Biography

Biography

Emma Crewe is an anthropologist based at SOAS University of London working on politics, governance and identity in organisations, especially parliaments.

She began working with Practical Action as a social scientist in 1987 and spent five years advising NGOs and governments in East Africa and South Asia on household energy projects. This experience was half the basis of her PhD (University of Edinburgh) and a book, Whose Development? An Ethnography of Aid, co-authored with Elizabeth Harrison who brought the other half of the material from the Food and Agricultural Organisation.

She taught anthropology and development studies at Sussex University (courses included: social institutions, culture and madness, environment and ecology, gender and development, and applied anthropology). From 1995-98 she advised grant-makers, developing the policies and rules of the first Big Lottery Fund international programme.

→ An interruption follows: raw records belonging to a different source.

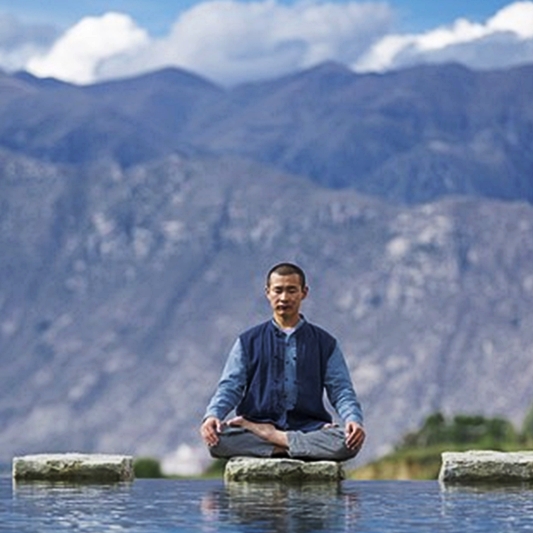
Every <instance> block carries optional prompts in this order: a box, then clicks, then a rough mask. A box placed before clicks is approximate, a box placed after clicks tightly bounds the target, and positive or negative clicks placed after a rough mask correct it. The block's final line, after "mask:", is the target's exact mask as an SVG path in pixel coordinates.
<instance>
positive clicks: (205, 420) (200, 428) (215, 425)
mask: <svg viewBox="0 0 533 533" xmlns="http://www.w3.org/2000/svg"><path fill="white" fill-rule="evenodd" d="M221 432H222V422H221V421H220V420H219V419H218V418H216V417H214V416H208V417H207V418H206V419H205V420H204V421H203V423H202V426H201V427H200V435H202V439H203V440H204V442H205V443H206V444H207V445H208V446H216V445H217V444H218V436H219V434H220V433H221Z"/></svg>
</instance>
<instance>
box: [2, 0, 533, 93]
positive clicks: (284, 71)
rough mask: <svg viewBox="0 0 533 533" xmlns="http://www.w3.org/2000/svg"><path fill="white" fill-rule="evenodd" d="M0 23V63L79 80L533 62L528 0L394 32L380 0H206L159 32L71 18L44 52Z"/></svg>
mask: <svg viewBox="0 0 533 533" xmlns="http://www.w3.org/2000/svg"><path fill="white" fill-rule="evenodd" d="M1 22H2V21H1V20H0V68H7V69H13V67H16V68H21V67H22V66H24V67H25V68H26V69H27V70H29V71H30V72H32V73H33V74H35V75H38V76H53V77H56V78H59V79H63V80H66V81H71V82H75V83H80V84H84V83H92V82H95V81H101V80H104V79H112V78H116V77H123V76H130V75H137V74H140V73H142V72H146V71H150V70H156V69H158V68H162V67H167V66H175V67H181V68H185V69H188V70H191V71H194V72H196V73H198V74H201V75H204V76H206V77H208V78H210V79H212V80H214V81H217V82H220V83H224V84H234V83H239V82H243V81H251V80H255V79H262V78H268V77H275V76H279V75H283V74H286V73H289V72H293V71H295V70H299V69H303V68H307V67H310V66H313V65H315V64H317V63H320V62H322V61H326V60H334V61H339V62H342V63H345V64H347V65H349V66H351V67H352V68H354V70H356V71H361V72H367V71H384V70H388V69H395V68H401V67H404V66H410V65H414V64H418V63H431V62H445V61H457V62H462V63H464V64H466V65H468V66H470V67H473V68H494V67H501V66H508V65H515V64H519V63H524V62H528V61H533V1H520V2H514V3H511V4H509V5H508V6H507V7H505V8H503V9H501V10H500V11H498V12H497V13H496V14H495V15H494V16H493V17H491V18H489V19H488V20H486V21H485V22H483V23H477V22H472V21H469V20H466V19H464V18H463V19H458V20H456V21H455V22H453V23H452V24H450V25H448V26H443V27H438V28H434V29H431V30H429V31H426V32H424V33H420V34H397V33H396V34H395V33H393V32H392V25H393V23H394V12H393V10H392V8H391V7H390V5H389V4H388V3H386V2H372V1H369V2H358V1H355V0H353V1H347V2H337V1H335V0H301V1H300V2H296V3H294V4H291V5H287V4H285V3H282V1H281V0H256V1H252V2H243V1H242V0H207V1H205V2H203V3H200V4H197V5H196V6H194V7H192V8H190V9H189V10H187V11H185V12H183V13H182V14H181V15H180V16H179V18H178V19H177V20H176V22H175V23H174V25H173V27H172V29H171V31H170V32H169V34H168V35H166V36H163V37H159V38H153V37H150V36H149V35H148V33H147V32H146V31H145V30H144V29H143V28H141V27H139V26H138V25H137V24H136V23H135V22H134V21H133V20H132V19H131V18H130V17H129V16H128V15H126V14H119V13H107V14H105V15H102V16H100V17H87V18H84V19H82V20H80V21H79V22H78V23H77V24H76V25H74V26H72V27H71V28H70V29H68V30H67V31H66V32H65V33H64V34H63V35H62V36H60V37H59V38H58V39H57V40H56V41H55V42H54V43H53V44H52V45H50V44H49V43H48V47H47V49H46V51H43V46H44V44H43V43H44V41H42V40H41V41H40V42H39V43H37V41H36V40H35V39H33V40H31V39H30V38H28V39H27V40H24V39H22V38H21V35H22V34H20V35H19V33H17V34H16V35H15V36H13V33H11V34H8V33H7V30H6V29H5V28H7V27H8V26H9V25H6V24H4V40H3V41H2V24H1ZM14 39H15V40H14ZM15 41H16V46H14V45H13V43H14V42H15ZM8 42H9V43H10V44H9V46H8V44H6V43H8ZM36 43H37V44H36Z"/></svg>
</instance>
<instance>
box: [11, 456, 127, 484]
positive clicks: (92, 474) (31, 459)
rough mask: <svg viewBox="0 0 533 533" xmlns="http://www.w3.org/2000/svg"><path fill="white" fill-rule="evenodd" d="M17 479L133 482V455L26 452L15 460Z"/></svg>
mask: <svg viewBox="0 0 533 533" xmlns="http://www.w3.org/2000/svg"><path fill="white" fill-rule="evenodd" d="M13 479H15V480H17V481H71V482H87V483H111V482H119V481H132V480H133V479H134V472H133V458H132V457H130V456H127V455H106V454H81V453H57V454H38V455H25V456H21V457H15V458H14V459H13Z"/></svg>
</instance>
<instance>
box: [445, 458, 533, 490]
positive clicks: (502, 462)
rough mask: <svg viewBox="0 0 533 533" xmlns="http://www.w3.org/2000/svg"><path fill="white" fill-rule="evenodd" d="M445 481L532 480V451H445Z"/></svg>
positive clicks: (470, 482) (465, 481)
mask: <svg viewBox="0 0 533 533" xmlns="http://www.w3.org/2000/svg"><path fill="white" fill-rule="evenodd" d="M439 481H441V482H442V483H465V484H467V483H517V482H520V483H521V482H533V452H495V451H468V452H444V453H443V454H442V465H441V469H440V472H439Z"/></svg>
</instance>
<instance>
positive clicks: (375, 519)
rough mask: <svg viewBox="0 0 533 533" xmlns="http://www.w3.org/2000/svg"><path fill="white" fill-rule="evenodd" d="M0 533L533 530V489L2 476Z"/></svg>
mask: <svg viewBox="0 0 533 533" xmlns="http://www.w3.org/2000/svg"><path fill="white" fill-rule="evenodd" d="M0 531H2V532H4V531H13V532H18V533H25V532H28V533H29V532H31V533H41V532H50V533H61V532H64V531H83V532H98V533H102V532H121V531H127V532H146V533H150V532H157V533H170V532H184V531H199V532H246V533H254V532H257V533H259V532H271V531H276V532H277V531H280V532H299V533H304V532H306V533H307V532H309V533H310V532H324V533H326V532H327V533H335V532H340V531H353V532H369V533H370V532H383V531H391V532H398V533H403V532H405V533H416V532H422V531H423V532H445V533H446V532H454V533H455V532H457V533H473V532H479V533H488V532H490V533H508V532H523V531H531V532H533V489H532V488H531V487H527V486H524V487H503V488H497V489H495V488H492V489H490V488H485V489H483V488H466V487H462V488H453V489H452V488H446V489H445V488H442V487H441V486H440V485H439V484H438V483H437V482H436V481H435V482H433V481H431V482H401V481H387V482H384V481H383V482H382V481H344V482H343V483H341V484H339V485H336V484H326V485H316V484H306V485H301V486H294V485H293V486H291V485H288V486H287V485H280V484H253V485H252V484H246V483H233V484H228V485H225V484H224V483H223V482H222V481H218V480H217V481H179V480H137V481H135V482H133V483H130V484H117V485H70V486H69V485H61V484H43V483H25V484H13V483H12V481H11V479H10V478H9V477H6V476H4V477H0Z"/></svg>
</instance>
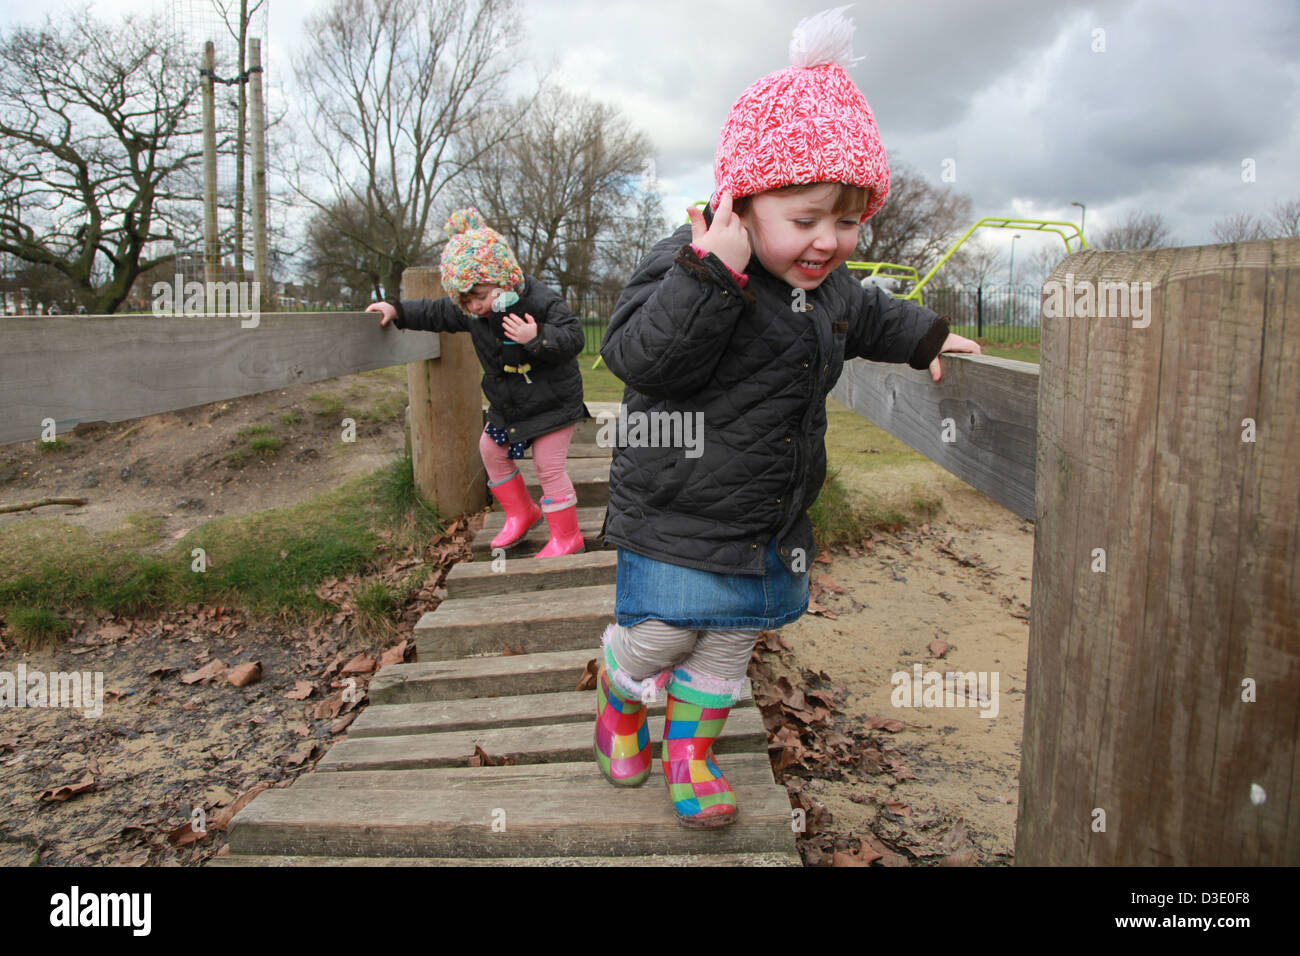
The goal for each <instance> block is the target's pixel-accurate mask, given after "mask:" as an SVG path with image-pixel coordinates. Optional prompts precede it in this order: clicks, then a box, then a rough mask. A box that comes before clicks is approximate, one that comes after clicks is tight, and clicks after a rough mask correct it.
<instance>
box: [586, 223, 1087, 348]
mask: <svg viewBox="0 0 1300 956" xmlns="http://www.w3.org/2000/svg"><path fill="white" fill-rule="evenodd" d="M707 202H708V200H706V199H702V200H699V202H698V203H695V206H705V203H707ZM686 221H688V222H689V221H690V219H689V217H688V219H686ZM982 226H983V228H988V229H1019V230H1021V232H1024V233H1056V234H1057V235H1060V237H1061V241H1062V242H1063V243H1065V252H1066V255H1074V254H1075V252H1080V251H1083V250H1086V248H1088V241H1087V239H1084V238H1083V233H1082V232H1079V226H1076V225H1075V224H1074V222H1065V221H1062V220H1050V219H1013V217H1009V216H985V217H984V219H982V220H979V221H978V222H975V225H972V226H971V228H970V229H967V230H966V232H965V233H962V235H961V238H959V239H957V242H954V243H953V245H952V247H950V248H949V250H948V251H946V252H944V255H943V258H941V259H940V260H939V261H937V263H935V265H933V268H931V271H930V272H927V273H926V274H924V276H923V277H918V273H917V269H915V267H911V265H900V264H898V263H863V261H849V263H845V265H846V267H849V271H850V272H866V273H867V276H865V277H859V278H866V277H880V278H896V280H900V281H902V282H910V284H911V291H909V293H907V294H906V295H894V298H897V299H914V300H915V302H917V304H918V306H924V304H926V302H924V299H923V298H922V290H923V289H924V287H926V284H927V282H930V280H932V278H933V277H935V273H937V272H939V271H940V269H941V268H944V264H945V263H946V261H948V260H949V259H952V258H953V254H954V252H957V250H958V248H961V246H962V243H963V242H966V239H969V238H970V237H971V235H974V233H975V230H976V229H980V228H982ZM1071 243H1074V245H1073V246H1071ZM891 295H893V293H891ZM599 365H601V356H599V355H598V356H597V358H595V363H594V364H593V365H591V368H599Z"/></svg>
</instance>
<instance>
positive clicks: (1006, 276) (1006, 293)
mask: <svg viewBox="0 0 1300 956" xmlns="http://www.w3.org/2000/svg"><path fill="white" fill-rule="evenodd" d="M1019 238H1021V234H1019V233H1017V234H1015V235H1013V237H1011V263H1010V265H1009V267H1008V271H1006V317H1005V319H1004V320H1002V324H1004V325H1010V324H1011V297H1013V295H1015V241H1017V239H1019Z"/></svg>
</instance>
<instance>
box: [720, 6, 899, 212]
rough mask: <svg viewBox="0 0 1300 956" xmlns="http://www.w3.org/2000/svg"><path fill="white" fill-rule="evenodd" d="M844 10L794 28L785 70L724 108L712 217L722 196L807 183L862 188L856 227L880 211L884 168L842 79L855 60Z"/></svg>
mask: <svg viewBox="0 0 1300 956" xmlns="http://www.w3.org/2000/svg"><path fill="white" fill-rule="evenodd" d="M850 7H852V4H850ZM846 9H849V7H837V8H835V9H831V10H822V12H820V13H818V14H815V16H813V17H809V18H807V20H803V21H800V25H798V26H797V27H796V29H794V35H793V38H792V39H790V66H788V68H787V69H784V70H777V72H776V73H770V74H768V75H766V77H763V78H762V79H759V81H758V82H757V83H754V85H751V86H750V87H749V88H748V90H745V92H742V94H741V95H740V99H737V100H736V104H735V105H733V107H732V108H731V112H729V113H728V114H727V122H724V124H723V131H722V135H720V137H719V138H718V153H716V156H715V157H714V182H715V183H716V189H715V191H714V199H712V207H714V208H715V209H716V208H718V203H719V200H720V196H722V194H723V193H731V194H732V198H740V196H749V195H754V194H755V193H766V191H767V190H772V189H781V187H783V186H793V185H797V183H813V182H845V183H849V185H853V186H865V187H867V189H868V190H870V193H868V195H867V211H866V212H865V213H863V216H862V219H863V220H867V219H868V217H871V216H874V215H876V212H879V211H880V207H881V206H884V203H885V196H887V195H888V193H889V163H888V160H887V159H885V150H884V147H883V146H881V144H880V134H879V133H876V121H875V117H872V114H871V107H868V105H867V100H866V98H865V96H863V95H862V92H861V91H859V90H858V87H857V86H854V85H853V81H852V79H850V78H849V74H848V73H846V72H845V68H846V66H852V65H853V64H854V62H857V61H858V60H859V59H861V57H858V59H854V57H853V21H852V20H848V18H846V17H845V16H844V10H846Z"/></svg>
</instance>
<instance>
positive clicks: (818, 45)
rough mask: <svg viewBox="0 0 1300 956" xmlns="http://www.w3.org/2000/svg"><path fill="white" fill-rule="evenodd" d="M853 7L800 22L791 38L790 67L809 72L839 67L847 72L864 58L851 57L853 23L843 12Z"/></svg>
mask: <svg viewBox="0 0 1300 956" xmlns="http://www.w3.org/2000/svg"><path fill="white" fill-rule="evenodd" d="M852 7H853V4H848V5H845V7H836V8H833V9H829V10H822V12H820V13H814V14H813V16H811V17H807V18H806V20H801V21H800V25H798V26H797V27H794V34H793V36H790V66H801V68H803V69H811V68H813V66H826V65H827V64H832V62H833V64H840V66H842V68H845V69H849V68H850V66H853V65H854V64H857V62H861V61H862V59H863V57H861V56H857V57H855V56H854V55H853V30H854V26H853V21H852V20H849V18H848V17H845V16H844V12H845V10H848V9H849V8H852Z"/></svg>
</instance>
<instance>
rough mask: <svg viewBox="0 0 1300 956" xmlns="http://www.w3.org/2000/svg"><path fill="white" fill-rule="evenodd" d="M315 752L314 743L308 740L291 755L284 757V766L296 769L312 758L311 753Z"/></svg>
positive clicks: (314, 745) (310, 759) (314, 747)
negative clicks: (284, 759)
mask: <svg viewBox="0 0 1300 956" xmlns="http://www.w3.org/2000/svg"><path fill="white" fill-rule="evenodd" d="M315 750H316V741H313V740H308V741H305V743H304V744H303V745H302V747H299V748H298V749H296V750H294V752H292V753H291V754H289V756H287V757H285V766H290V767H296V766H298V765H300V763H304V762H305V761H308V760H311V758H312V753H313V752H315Z"/></svg>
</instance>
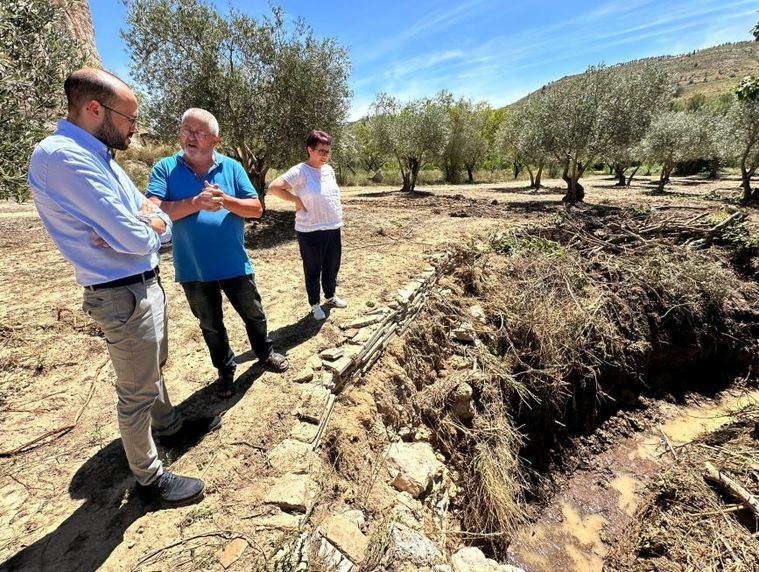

She followed this with a four year research project in the UK House of Lords. She observed the reform that excluded most of the hereditary peers, interviewed over 150 peers and officials and wrote about social relationships, culture, and reform in Lords of Parliament: Culture, Rituals and Manners. With Penny Boreham she made a two part series on the culture of the Lords for the BBC Radio 4.

In a return to the world of development, Emma was a researcher and then Director of the Centre for Research in Innovation and Science Policy in Hyderabad, India from 2004-5. Between 2005-2011 she was Director of ChildHope, a small international NGO that supports national NGOs in African, Asian and South America to stop violence against girls and boys. She was Chair of Health Poverty Action 2014-2019.

From 2008 she taught on the MA in Anthropology of Development at SOAS and wrote a text book on the subject with Richard Axelby. She was a Leverhulme Research Fellow back in the Westminster Parliament (2011-13), exploring identity, culture and representation in the House of Commons. Between 2014-2017 she researched gender equality within the international NGO Oxfam and co-ordinated a coalition of researchers, with Ruth Fox (Hansard Society) looking into what happens when the parliaments of Bangladesh and Ethiopia engage with the public and aim to reduce poverty.

She continues to create opportunities for scholars in Asia and Africa to research the relationships between parliaments, politicians and civil society. Plus she is working on comparative ethnographies with a small team to find out about the ruptures in relationships between politicians and people in Brazil, Ethiopia, Fiji, India, the UK and the US.